# Convolutional Neural Networks
Images from the MNIST dataset have a fixed size of $28*28$. In the previous notebook we tackled the classification problem with a fully connected feed-forward neural network: we reshaped the input image in order to obtain a 1-D tensor with $28*28 = 784$ elements. The input layer was fed to an hidden layer with 512 units. The number of parameters (weights and biases) is indeed $784*512+512=401920$.



Now, consider an **high resolution image** with $1280*720$ pixels. A fully connected approach would require a huge number of parameters. Suppose that the first hidden layer is again made up of 512 units, than the number of parameters would be $1280*720*512+512=471,859,712$: *It is almost half a billion of parameters!* In such situation, **the dense, fully connected, approach is practically unfeasible**. Furthermore, after the *reshape* operation, the spatial structure of the input is lost.



**Convolutional Neural Network (CNN)** is a particular class of Deep Feed-Forward Neural Networks that overcomes the aforementioned limitations and has proved to be particularly suitable for computer vision applications.
There are two main advantages in using CNNs: 
- thanks to their architecture, they can take into account the spatial structure of the input; this is a desired property when the input neurons are the pixels of an image. 
- they require fewer parameters than fully-connected networks. This means that they are faster to train, less prone to overfitting, and that deeper and more powerful models can be designed.

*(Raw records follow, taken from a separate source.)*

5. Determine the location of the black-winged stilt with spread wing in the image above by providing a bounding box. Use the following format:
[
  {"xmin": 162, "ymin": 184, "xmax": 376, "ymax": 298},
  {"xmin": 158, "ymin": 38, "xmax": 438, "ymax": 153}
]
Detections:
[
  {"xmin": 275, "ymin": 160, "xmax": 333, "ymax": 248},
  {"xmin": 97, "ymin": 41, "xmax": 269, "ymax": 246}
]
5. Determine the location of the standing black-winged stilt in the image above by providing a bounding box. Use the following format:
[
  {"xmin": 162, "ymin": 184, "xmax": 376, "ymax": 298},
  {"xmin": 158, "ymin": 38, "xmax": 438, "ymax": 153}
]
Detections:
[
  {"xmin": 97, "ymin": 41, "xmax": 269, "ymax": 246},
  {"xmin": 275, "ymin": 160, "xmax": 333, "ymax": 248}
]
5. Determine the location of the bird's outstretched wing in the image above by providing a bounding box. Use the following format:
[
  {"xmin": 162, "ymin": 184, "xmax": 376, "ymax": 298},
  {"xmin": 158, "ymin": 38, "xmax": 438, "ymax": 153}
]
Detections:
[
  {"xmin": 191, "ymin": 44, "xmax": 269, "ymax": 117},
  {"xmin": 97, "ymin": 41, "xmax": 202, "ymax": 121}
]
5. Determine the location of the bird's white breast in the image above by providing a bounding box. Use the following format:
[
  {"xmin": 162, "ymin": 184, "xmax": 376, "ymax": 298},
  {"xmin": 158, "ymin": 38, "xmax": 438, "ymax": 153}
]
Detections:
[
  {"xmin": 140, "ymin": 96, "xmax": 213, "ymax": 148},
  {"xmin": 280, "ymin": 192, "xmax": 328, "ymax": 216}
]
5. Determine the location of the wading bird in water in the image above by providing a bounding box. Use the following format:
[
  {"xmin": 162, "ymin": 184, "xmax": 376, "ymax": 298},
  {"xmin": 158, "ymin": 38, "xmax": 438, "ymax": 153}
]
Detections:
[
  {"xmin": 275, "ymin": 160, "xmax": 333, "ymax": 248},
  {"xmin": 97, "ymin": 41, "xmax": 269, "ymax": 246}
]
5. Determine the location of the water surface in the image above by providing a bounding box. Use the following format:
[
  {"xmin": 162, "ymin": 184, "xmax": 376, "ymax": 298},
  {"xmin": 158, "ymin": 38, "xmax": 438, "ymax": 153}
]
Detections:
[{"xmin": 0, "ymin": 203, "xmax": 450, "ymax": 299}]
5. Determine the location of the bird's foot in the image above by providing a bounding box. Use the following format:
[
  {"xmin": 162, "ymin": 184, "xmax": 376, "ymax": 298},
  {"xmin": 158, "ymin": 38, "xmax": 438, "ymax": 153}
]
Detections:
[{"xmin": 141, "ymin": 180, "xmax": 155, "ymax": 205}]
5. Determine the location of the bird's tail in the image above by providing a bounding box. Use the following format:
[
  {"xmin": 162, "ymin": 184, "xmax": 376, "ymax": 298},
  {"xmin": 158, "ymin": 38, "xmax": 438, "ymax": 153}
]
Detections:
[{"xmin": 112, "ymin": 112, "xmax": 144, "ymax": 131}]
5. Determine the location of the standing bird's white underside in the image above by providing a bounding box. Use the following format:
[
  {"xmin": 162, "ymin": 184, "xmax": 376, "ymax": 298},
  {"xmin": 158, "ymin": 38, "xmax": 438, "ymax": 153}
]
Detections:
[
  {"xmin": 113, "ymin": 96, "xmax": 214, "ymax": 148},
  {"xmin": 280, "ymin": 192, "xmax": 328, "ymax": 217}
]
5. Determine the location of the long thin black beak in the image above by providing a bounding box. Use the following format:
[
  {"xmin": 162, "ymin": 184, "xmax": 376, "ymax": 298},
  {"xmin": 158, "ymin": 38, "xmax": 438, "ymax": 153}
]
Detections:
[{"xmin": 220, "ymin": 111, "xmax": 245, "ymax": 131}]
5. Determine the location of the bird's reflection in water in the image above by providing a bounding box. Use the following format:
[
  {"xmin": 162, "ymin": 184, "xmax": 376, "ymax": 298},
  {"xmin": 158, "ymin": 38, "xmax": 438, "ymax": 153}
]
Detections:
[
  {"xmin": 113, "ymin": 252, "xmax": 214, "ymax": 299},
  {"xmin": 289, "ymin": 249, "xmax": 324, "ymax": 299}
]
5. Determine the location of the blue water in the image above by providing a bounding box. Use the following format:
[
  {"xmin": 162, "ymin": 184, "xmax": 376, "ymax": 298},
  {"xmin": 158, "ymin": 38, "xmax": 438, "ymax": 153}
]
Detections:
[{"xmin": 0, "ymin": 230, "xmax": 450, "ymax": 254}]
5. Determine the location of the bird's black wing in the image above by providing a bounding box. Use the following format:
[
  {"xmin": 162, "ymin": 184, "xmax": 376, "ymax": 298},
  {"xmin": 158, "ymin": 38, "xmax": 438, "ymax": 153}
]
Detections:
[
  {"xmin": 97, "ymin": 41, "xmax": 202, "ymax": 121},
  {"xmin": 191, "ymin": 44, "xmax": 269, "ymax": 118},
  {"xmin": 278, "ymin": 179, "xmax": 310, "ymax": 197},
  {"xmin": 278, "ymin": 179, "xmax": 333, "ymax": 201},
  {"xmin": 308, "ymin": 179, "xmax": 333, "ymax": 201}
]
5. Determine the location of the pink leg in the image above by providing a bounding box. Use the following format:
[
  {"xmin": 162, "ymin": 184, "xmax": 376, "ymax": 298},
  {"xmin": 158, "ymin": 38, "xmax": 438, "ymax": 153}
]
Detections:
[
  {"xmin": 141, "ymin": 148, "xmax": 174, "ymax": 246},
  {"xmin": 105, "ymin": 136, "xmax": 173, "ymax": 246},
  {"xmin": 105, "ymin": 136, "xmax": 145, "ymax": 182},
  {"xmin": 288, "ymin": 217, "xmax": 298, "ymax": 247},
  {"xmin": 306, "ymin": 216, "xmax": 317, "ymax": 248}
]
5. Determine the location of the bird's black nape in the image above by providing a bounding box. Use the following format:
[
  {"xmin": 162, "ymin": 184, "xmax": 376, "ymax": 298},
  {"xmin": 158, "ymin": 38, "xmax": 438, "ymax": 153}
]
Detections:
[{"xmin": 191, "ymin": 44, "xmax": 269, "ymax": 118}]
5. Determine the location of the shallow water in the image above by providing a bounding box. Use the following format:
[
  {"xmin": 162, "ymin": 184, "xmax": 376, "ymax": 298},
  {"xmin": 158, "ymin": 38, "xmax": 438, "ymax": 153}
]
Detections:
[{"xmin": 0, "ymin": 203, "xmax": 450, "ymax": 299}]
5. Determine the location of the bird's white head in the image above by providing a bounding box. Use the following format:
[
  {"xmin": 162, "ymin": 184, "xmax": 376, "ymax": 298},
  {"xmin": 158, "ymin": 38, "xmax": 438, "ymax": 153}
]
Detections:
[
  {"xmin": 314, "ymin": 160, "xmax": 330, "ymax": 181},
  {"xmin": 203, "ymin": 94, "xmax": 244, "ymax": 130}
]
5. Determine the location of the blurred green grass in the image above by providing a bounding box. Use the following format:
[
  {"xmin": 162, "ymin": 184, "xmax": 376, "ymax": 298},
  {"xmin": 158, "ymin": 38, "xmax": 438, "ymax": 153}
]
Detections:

## Architecture and Properties
These properties originate from the following ideas behind CNN:
- Local Receptive fields
- Shared weights
- Pooling

### Local Receptive Fields
In a fully-connected network every neuron of a layer is connected to a neuron in the following layer. 

The expression *local receptive fields* indicates a sparse interaction, where only a limited number of neurons in the $i^{th}$ layer is connected to a neuron in the $(i+1)^{th}$ layer.

![local receptive fields](https://miro.medium.com/max/600/1*N7SyP4OvPB8-YpbEUMOK7Q.png)


### Shared Weights: Convolution Operation
In the figure above, the weights used to connect the first receptive field with the neuron in the hidden layer are the same for every connection between receptive fields and corresponding hidden neurons. This is the core of the convolution operation: the first step to obtain the $(i+1)^{th}$ layer is the convolution between the $i^{th}$ layer and a **kernel** (or **filter**). The kernel size corresponds to the size of the receptive field, while the values are the shared parameters. Since this filtering extracts a feature of the $i^{th}$ layer, the $(i+1)^{th}$ layer is often referred to as a feature map.
The animated gif below shows the convolution operation between bidimensional input I and kernel K.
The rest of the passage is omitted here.